El desastre ambiental no es un hecho aislado. La cuenca Salí-Dulce, que abastece de agua a miles de familias santiagueñas, se ha convertido en un vertedero industrial, con peces flotando inertes, bancos de arena cubiertos de cuerpos en descomposición y un hedor insoportable que evidencia la muerte de un ecosistema entero. La población, impotente ante esta situación, denuncia enfermedades y afecciones respiratorias, producto del contacto con las aguas contaminadas. La flora y la fauna han sido diezmadas, mientras los responsables escapan de las consecuencias con la complicidad de funcionarios que miran hacia otro lado.


El fallo de la Cámara Federal de Casación Penal, que ordenó revisar la decisión de rechazar la reparación del daño ambiental, es un paso tardío en una crisis que lleva años gestándose. La determinación de un monto indemnizatorio, por alto que sea, no devolverá la vida a los ríos ni revertirá el impacto irreversible en la biodiversidad de la región. La pregunta es: ¿hasta cuándo seguirá el saqueo impune de nuestros recursos naturales?
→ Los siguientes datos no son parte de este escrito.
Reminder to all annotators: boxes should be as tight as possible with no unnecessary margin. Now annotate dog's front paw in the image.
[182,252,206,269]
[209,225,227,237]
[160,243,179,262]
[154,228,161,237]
Santiago del Estero está ante un colapso ambiental sin precedentes. La tragedia de la cuenca Salí-Dulce no solo es una condena para la naturaleza, sino también para las futuras generaciones que verán sus recursos hídricos devastados por la codicia y la negligencia. Si no se toman medidas urgentes, esta crisis no será más que el preludio de un ecocidio irreversible.
Es hora de que la sociedad exija justicia real y medidas drásticas. No hay otra alternativa: el medio ambiente no puede seguir pagando con su muerte la impunidad de unos pocos.